Each year, more than four million people around the world join together to raise essential funds and awareness for cancer research through the Relay for Life movement. This past weekend, the Slippery Rock community helped contribute to the cause during the university’s annual hosting of the 12-hour event in the Morrow Field House.
Originated in Tacoma, Washington, Relay for Life was conceived by the late Dr. Gordan Klatt who at the time was participating in the 1985 24-hour Run Against Cancer event. Klatt, who had spent 24 hours and ran a total of 83.6 miles circling the Baker Stadium track at the University of Puget Sound, wanted to organize an event that would garnish even more community involvement. In 1986, Klatt’s vision became a reality as 19 teams raised more than $33,000 for the very first Relay for Life event. Today, the event has raised more than five billion dollars to date and takes place in over 20 countries.
This past Saturday, Slippery Rock University welcomed the event with dozens of campus and community organizations, those of which contributed to the cause and raised funds for the American Cancer Society. The event, which in previous years ran from 6 p.m. to 6 a.m., was originally set to run from noon to midnight, but ran until 10 p.m. due to poor attendance.
Senior early childhood special education major and recruitment director for Relay for Life Alex Nietert said the ultimate fundraising goal this year is $48,000, which has decreased, compared to last year’s ultimate goal of $50,000.
The ultimate fundraising goal in 2013 was $75,000.
“In order to reach this goal, all teams are doing on-site fundraising today and have been doing prior fundraising through email and social media,” Nietert said.
With about $21,000 already raised in pre-event fundraising, Nietert said he is confident they will reach this year’s ultimate goal.
According to SRU’s Relay For Life Twitter page, the total amount raised was $30,000. The low amount of money raised was a result of conflicting events on Saturday, such as the pig roast and the campus clean-up, which resulted in low attendance at the event.
Participating groups offered a variety of both conventional and unconventional fundraising activities.
Dumbledore’s Army was selling virgin butter beers for one dollar, Reese’s broomstick treats for one dollar and polyjuice potions for 75 cents. The organization was also charging people one dollar to have their picture taken with various Harry Potter themed props. The photos are uploaded to social media using the hashtag #DAatRelay.
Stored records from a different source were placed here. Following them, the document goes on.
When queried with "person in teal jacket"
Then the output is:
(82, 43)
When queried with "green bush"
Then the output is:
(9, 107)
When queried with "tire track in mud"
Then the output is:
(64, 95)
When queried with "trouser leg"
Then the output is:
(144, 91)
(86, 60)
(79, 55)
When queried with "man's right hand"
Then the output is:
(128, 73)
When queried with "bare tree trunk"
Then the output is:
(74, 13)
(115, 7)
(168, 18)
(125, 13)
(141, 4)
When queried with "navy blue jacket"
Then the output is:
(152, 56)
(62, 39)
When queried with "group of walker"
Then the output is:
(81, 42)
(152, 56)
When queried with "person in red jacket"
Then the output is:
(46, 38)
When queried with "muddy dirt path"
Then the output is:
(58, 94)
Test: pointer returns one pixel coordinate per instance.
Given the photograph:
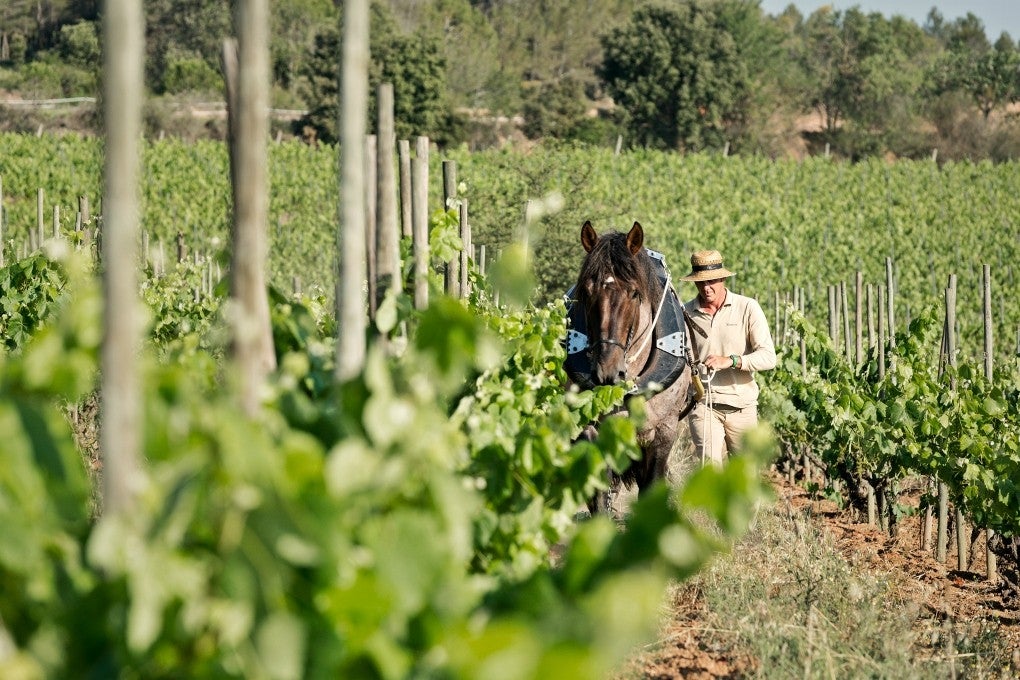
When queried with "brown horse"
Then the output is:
(626, 323)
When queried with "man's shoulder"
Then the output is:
(741, 301)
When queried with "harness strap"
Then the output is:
(666, 286)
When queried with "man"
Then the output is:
(731, 340)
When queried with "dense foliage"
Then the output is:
(397, 525)
(932, 219)
(922, 416)
(723, 72)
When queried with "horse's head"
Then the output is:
(612, 289)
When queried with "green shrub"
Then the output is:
(189, 73)
(46, 80)
(79, 45)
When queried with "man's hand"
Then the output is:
(720, 362)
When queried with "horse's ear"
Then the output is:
(588, 237)
(635, 239)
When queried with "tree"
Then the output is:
(677, 72)
(414, 65)
(990, 80)
(860, 67)
(183, 30)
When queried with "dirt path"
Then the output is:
(691, 645)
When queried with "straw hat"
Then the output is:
(707, 265)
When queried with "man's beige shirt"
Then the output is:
(738, 327)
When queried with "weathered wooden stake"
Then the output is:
(388, 272)
(419, 220)
(351, 305)
(120, 385)
(452, 271)
(991, 566)
(404, 161)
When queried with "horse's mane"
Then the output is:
(611, 257)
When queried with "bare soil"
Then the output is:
(690, 647)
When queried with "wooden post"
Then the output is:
(246, 63)
(388, 274)
(881, 333)
(419, 219)
(890, 295)
(858, 326)
(83, 207)
(452, 272)
(351, 243)
(872, 342)
(371, 191)
(40, 218)
(120, 382)
(465, 251)
(775, 322)
(847, 344)
(833, 320)
(991, 567)
(951, 298)
(404, 161)
(2, 262)
(872, 506)
(804, 342)
(926, 521)
(949, 358)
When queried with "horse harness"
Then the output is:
(669, 356)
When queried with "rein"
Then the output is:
(655, 320)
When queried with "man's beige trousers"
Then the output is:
(716, 432)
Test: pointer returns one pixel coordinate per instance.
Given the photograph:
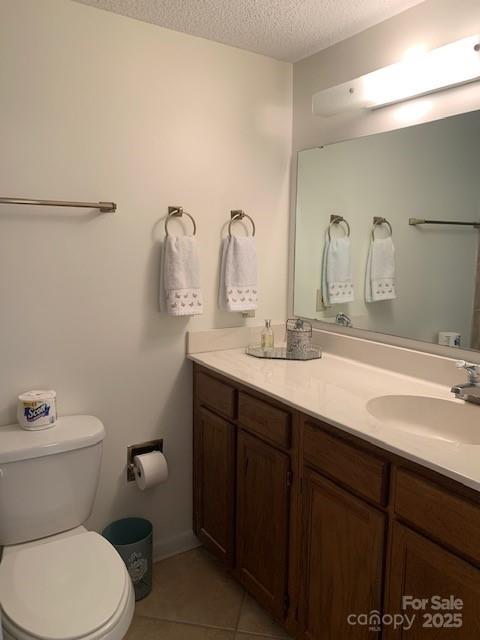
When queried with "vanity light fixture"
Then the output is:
(418, 75)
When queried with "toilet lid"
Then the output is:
(65, 589)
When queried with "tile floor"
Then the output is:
(193, 598)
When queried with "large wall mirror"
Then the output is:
(419, 281)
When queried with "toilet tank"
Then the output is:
(48, 478)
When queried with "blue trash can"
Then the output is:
(132, 538)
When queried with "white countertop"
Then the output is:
(337, 390)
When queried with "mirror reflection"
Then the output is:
(385, 232)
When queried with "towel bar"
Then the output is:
(103, 206)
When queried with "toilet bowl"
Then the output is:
(69, 587)
(58, 581)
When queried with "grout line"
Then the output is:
(185, 622)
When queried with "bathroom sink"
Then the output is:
(447, 420)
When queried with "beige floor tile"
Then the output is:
(253, 619)
(150, 629)
(193, 587)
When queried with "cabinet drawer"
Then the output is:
(364, 473)
(447, 517)
(215, 394)
(264, 420)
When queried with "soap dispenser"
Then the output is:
(267, 337)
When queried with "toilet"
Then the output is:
(58, 581)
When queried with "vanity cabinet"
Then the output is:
(342, 560)
(326, 530)
(215, 486)
(421, 569)
(263, 497)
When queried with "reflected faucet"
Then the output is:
(343, 320)
(470, 391)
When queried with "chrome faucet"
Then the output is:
(343, 320)
(470, 391)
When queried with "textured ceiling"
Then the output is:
(284, 29)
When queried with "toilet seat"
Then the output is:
(74, 588)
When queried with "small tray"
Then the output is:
(280, 353)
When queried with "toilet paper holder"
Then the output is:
(137, 450)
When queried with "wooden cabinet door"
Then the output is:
(343, 555)
(422, 569)
(262, 521)
(215, 484)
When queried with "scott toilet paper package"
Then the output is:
(37, 409)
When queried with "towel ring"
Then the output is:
(176, 212)
(237, 215)
(334, 219)
(377, 222)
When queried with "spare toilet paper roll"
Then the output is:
(150, 469)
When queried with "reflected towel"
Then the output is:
(337, 285)
(180, 293)
(380, 281)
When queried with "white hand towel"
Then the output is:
(180, 293)
(337, 285)
(380, 274)
(238, 275)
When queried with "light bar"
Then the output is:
(448, 66)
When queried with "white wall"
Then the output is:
(426, 171)
(96, 106)
(429, 24)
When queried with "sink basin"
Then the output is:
(447, 420)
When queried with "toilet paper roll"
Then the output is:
(150, 469)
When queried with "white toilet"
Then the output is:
(58, 581)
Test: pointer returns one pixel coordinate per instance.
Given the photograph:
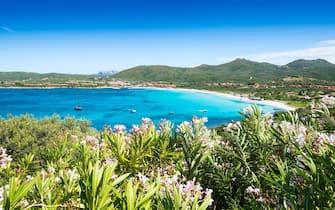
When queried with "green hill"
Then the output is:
(310, 64)
(239, 70)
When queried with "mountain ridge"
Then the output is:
(238, 70)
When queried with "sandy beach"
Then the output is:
(235, 96)
(278, 104)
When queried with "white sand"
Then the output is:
(278, 104)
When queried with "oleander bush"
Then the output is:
(285, 161)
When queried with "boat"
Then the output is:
(78, 108)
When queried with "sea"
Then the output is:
(127, 106)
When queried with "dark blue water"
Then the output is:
(112, 106)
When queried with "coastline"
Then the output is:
(235, 96)
(277, 104)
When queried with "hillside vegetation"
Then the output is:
(285, 161)
(239, 70)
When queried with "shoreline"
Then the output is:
(273, 103)
(235, 96)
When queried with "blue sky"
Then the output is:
(99, 35)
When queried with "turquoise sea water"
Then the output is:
(112, 106)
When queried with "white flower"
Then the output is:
(57, 179)
(51, 170)
(120, 129)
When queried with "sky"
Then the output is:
(85, 37)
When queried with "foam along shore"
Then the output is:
(277, 104)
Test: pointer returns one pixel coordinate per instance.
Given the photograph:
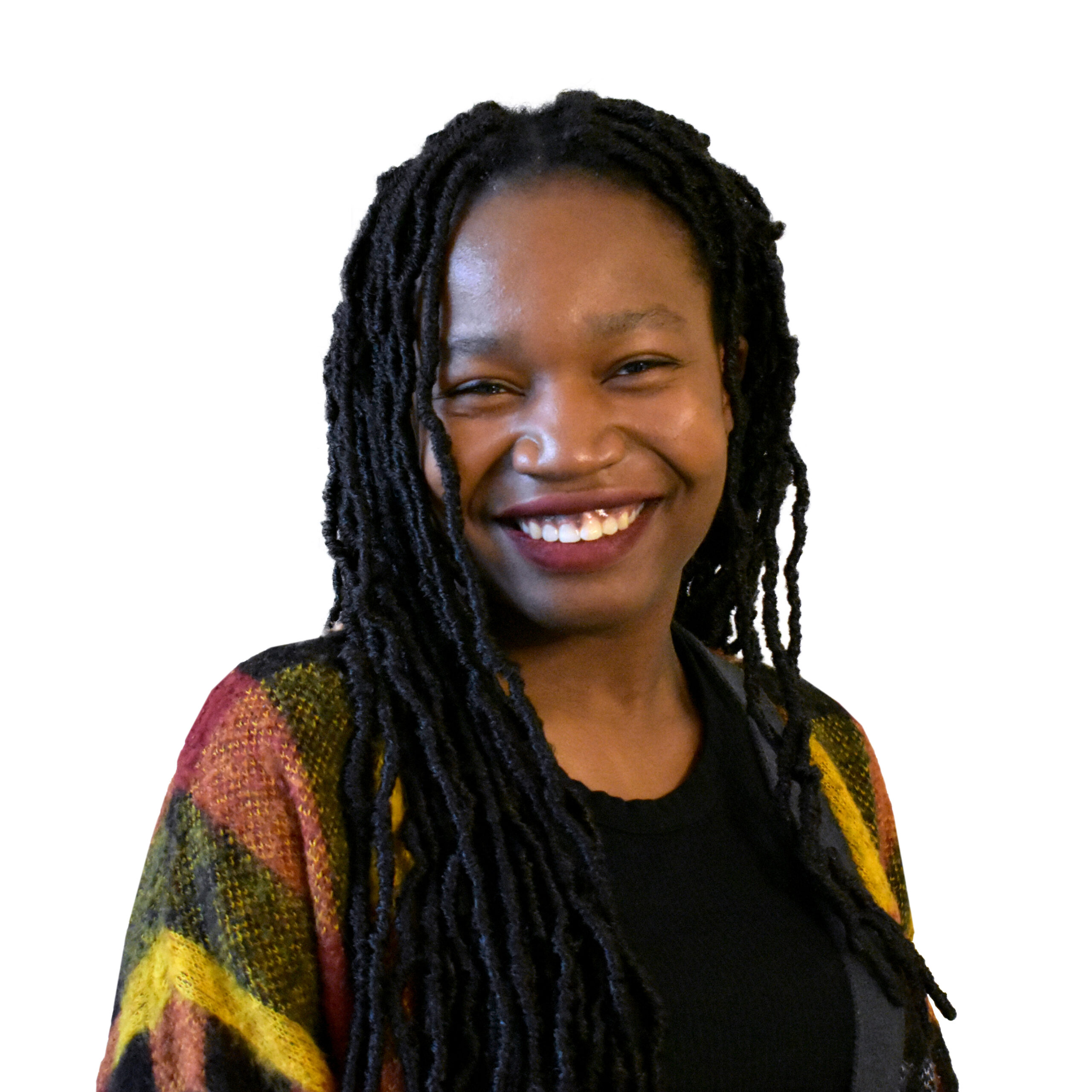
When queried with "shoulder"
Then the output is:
(852, 783)
(284, 699)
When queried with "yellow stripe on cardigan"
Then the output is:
(175, 964)
(863, 850)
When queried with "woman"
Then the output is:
(510, 824)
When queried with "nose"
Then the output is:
(567, 432)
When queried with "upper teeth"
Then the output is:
(586, 527)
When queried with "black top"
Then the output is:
(755, 993)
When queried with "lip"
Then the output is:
(576, 557)
(572, 504)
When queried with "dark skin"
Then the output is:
(581, 365)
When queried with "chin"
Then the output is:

Jail and Bail, the event that generated the most fundraising last year, returned this year as a unique way for people to donate. Conducted by the SRU Parks and Recreation Society, the game lets individuals donate any amount in order to have their friend locked in a jail cell for 20 minutes. If the chosen friend wishes to be let free before the allotted time period, he or she must match the donated amount.
Senior parks and recreation major Travis Wilson said the role-play is a yearly favorite among donors and that unfortunately, the organization can only jail friends who are present at the Relay for Life event.
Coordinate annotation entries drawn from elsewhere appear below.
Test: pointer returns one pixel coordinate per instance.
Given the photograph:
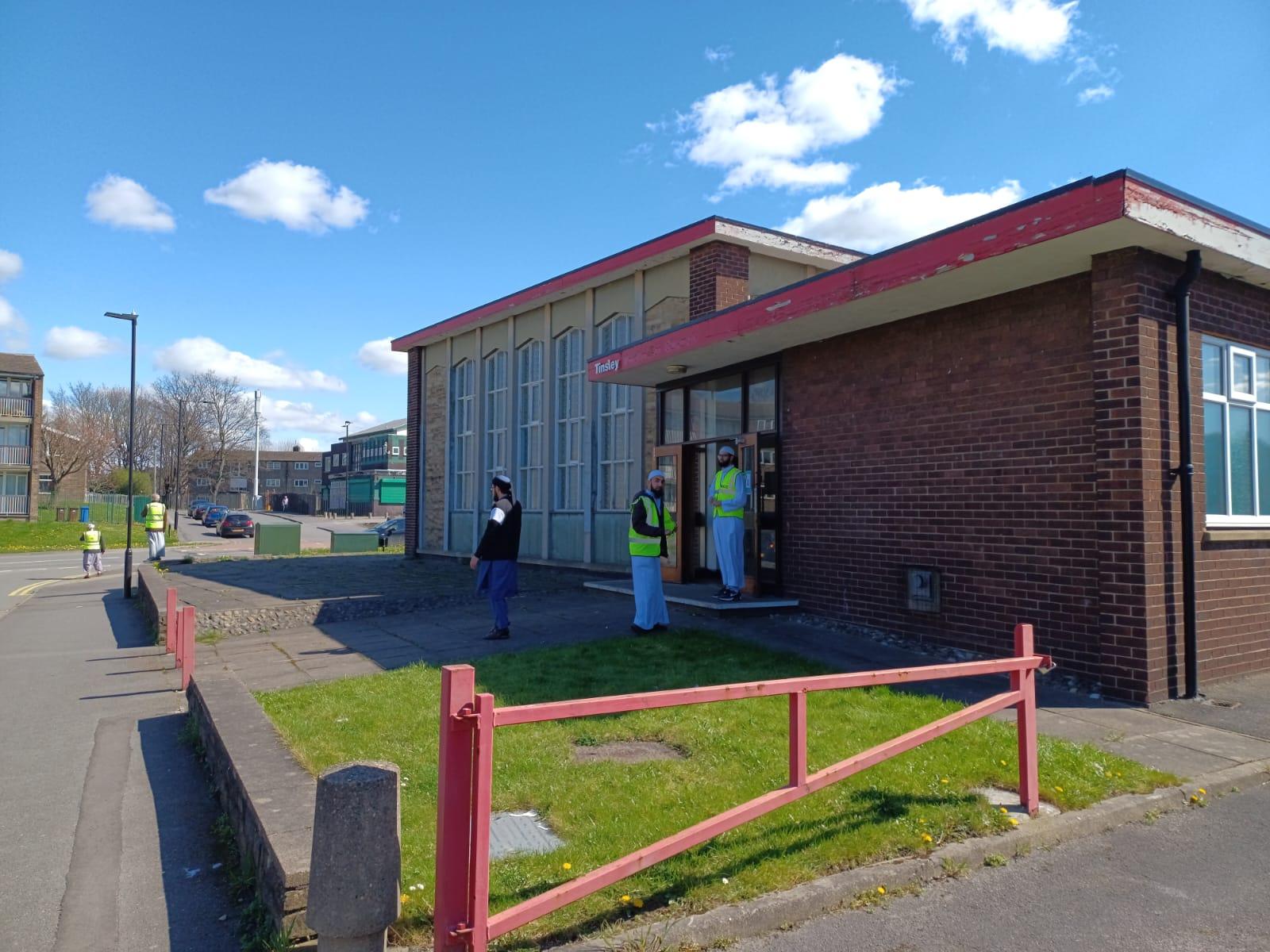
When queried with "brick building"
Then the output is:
(365, 474)
(22, 391)
(978, 428)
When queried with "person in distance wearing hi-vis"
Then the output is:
(651, 526)
(728, 501)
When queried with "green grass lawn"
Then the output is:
(734, 750)
(21, 536)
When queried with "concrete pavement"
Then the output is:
(1194, 881)
(105, 831)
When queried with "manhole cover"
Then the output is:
(626, 752)
(520, 833)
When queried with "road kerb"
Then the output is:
(831, 894)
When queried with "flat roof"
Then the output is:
(1039, 239)
(664, 248)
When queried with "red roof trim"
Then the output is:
(1064, 213)
(562, 282)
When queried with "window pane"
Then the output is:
(762, 400)
(1241, 461)
(1213, 368)
(1214, 459)
(672, 416)
(714, 409)
(1241, 374)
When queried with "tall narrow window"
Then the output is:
(495, 414)
(529, 420)
(1236, 433)
(616, 414)
(571, 414)
(463, 428)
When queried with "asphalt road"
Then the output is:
(1194, 881)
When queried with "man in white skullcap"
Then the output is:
(495, 556)
(651, 526)
(728, 501)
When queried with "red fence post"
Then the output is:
(187, 654)
(798, 738)
(1026, 683)
(171, 620)
(456, 797)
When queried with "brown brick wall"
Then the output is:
(718, 277)
(414, 447)
(1232, 578)
(435, 459)
(960, 440)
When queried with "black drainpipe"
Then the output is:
(1187, 469)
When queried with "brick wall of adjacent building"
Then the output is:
(960, 441)
(718, 277)
(416, 444)
(435, 457)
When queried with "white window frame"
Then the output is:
(615, 456)
(463, 436)
(495, 374)
(1226, 400)
(571, 404)
(531, 428)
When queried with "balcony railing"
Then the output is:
(13, 505)
(17, 406)
(16, 456)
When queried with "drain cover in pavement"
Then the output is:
(1009, 799)
(520, 833)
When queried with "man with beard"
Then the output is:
(651, 524)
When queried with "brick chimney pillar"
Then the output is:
(718, 277)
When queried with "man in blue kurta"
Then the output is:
(728, 507)
(651, 524)
(495, 556)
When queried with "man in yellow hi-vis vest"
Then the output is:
(156, 527)
(651, 524)
(728, 501)
(90, 541)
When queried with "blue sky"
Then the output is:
(484, 148)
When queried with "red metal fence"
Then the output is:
(467, 765)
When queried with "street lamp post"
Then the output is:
(133, 416)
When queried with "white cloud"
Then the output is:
(887, 215)
(78, 343)
(10, 266)
(380, 355)
(766, 135)
(1035, 29)
(124, 203)
(298, 196)
(13, 329)
(1095, 94)
(302, 416)
(197, 355)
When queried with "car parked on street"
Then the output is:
(214, 516)
(237, 524)
(391, 527)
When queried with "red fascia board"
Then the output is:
(1071, 209)
(562, 282)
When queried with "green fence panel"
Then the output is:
(277, 539)
(393, 492)
(355, 541)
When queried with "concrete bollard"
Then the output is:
(355, 876)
Other fundraising activities included a shortened version of the popular MTV show, “Silent Library,” by the American Sign Language Club, massages offered by the physical therapy department, a ruck competition by the Army ROTC and various baked goods and food from multiple organizations.
Around 8 p.m., hundreds of glowing bags were lined around the track for the Luminaria Ceremony which seeks to honor those who are fighting and those who have lost the battle to cancer. Community members showed their support by writing personal messages on the bags which illuminated the track and signified the courage, passion and strength of those affected by the disease.